Algemene uitgangspunten 1. Voorkomen van opvang, beschermd wonen, huiselijk geweld en kindermishandeling We willen zo veel als mogelijk voorkomen dat mensen gebruik moeten maken van de opvang, beschermd wonen of te maken krijgen met geweld. Signalen van diverse problematiek, zoals dreigende dakloosheid, schulden, psychische en/of psychiatrische problemen en/of onveiligheid moeten in een zo vroeg mogelijk stadium herkend worden waardoor escalaties, dakloosheid, geweld et cetera kan worden voorkomen. Lokale verantwoordelijkheid: Het inzetten op preventie, het herkennen van signalen van diverse problematiek, het tijdig acteren op deze signalen en het bieden van de juiste ondersteuning is een verantwoordelijkheid van iedere gemeente. Wanneer iemand toch in de opvang komt, beschermd moet wonen of te maken krijgt met huiselijk geweld en/of kindermishandeling willen we dat dit zo kort als mogelijk is, maar zo lang als noodzakelijk gebeurt. Er moet worden gewerkt naar een zo zelfredzaam als mogelijk bestaan. Het liefst in een zelfstandige woonruimte al dan niet met een bepaalde vorm van ondersteuning.

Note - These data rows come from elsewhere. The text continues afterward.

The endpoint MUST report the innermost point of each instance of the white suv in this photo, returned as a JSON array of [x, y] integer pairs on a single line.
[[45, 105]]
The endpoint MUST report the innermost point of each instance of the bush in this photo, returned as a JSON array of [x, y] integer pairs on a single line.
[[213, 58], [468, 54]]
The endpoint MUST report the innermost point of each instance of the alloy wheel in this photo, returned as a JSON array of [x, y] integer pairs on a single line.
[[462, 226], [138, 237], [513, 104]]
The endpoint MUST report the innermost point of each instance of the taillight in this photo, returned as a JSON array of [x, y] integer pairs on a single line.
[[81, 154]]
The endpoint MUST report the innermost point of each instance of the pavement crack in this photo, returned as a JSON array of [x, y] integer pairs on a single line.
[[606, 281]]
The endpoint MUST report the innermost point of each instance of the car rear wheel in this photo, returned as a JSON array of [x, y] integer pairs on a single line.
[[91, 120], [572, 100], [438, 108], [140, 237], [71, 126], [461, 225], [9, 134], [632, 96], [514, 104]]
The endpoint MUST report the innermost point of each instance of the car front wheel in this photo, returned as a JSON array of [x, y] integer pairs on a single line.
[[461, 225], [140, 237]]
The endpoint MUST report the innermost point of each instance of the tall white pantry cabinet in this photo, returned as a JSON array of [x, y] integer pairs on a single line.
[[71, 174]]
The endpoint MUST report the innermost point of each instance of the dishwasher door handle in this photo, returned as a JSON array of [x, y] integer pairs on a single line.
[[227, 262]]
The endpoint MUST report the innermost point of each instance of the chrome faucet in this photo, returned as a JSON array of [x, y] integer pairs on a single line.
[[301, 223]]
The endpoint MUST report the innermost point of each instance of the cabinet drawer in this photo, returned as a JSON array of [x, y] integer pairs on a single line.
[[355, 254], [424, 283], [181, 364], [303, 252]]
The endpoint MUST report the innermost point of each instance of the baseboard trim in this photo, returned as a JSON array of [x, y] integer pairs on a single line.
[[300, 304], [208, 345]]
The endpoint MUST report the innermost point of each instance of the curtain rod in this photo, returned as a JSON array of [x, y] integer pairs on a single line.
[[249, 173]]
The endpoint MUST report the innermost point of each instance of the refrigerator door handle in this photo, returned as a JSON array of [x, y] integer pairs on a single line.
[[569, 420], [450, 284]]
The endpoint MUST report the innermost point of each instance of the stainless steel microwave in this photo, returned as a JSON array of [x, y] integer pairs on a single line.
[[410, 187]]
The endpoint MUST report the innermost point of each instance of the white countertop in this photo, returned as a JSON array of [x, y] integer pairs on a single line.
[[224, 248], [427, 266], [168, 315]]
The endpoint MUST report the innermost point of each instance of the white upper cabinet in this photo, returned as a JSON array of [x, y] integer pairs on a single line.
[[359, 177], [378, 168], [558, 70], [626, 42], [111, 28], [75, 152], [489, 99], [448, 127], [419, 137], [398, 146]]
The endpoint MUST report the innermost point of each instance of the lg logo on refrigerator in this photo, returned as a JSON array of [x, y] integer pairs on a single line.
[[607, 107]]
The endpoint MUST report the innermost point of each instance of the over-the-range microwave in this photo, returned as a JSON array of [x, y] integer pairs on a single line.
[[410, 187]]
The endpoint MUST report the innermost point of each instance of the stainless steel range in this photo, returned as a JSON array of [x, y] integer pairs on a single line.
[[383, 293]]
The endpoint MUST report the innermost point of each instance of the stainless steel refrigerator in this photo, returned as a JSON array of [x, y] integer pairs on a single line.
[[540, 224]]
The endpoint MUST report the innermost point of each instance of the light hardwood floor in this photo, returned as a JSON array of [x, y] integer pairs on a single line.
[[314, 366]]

2. Bevorderen van participatie We vinden het belangrijk dat mensen zich nuttig voelen, bezig zijn en hierdoor kunnen werken aan hun zelfredzaamheid. Mensen die (tijdelijk) verblijven in de opvang of een beschermd woonvorm wonen in een wijk/dorp, maar maken hier lang niet altijd onderdeel van uit. We vragen van aanbieders om mensen actief te stimuleren om weer te participeren. Dit kan binnen een voorziening of er buiten zijn en variëren van afwassen of meehelpen met koffie zetten tot deelnemen aan vormen van dagbesteding, het doen van (vrijwilligers)werk of het volgen van een opleiding buiten een voorziening. Daarnaast zien we sport als belangrijk instrument om mensen te laten participeren en als onderdeel van begeleiding. De aanbieders van opvang en beschermd wonen zoeken hierin actief de samenwerking met de wijkteams waar de locatie is gehuisvest en maken gezamenlijk afspraken over participatie van de doelgroep. Lokale verantwoordelijkheid: De wijkteams rondom voorzieningen van opvang en beschermd wonen zoeken samen met de aanbieders actief naar mogelijkheden voor participatie in de wijk en werken nauw met elkaar samen.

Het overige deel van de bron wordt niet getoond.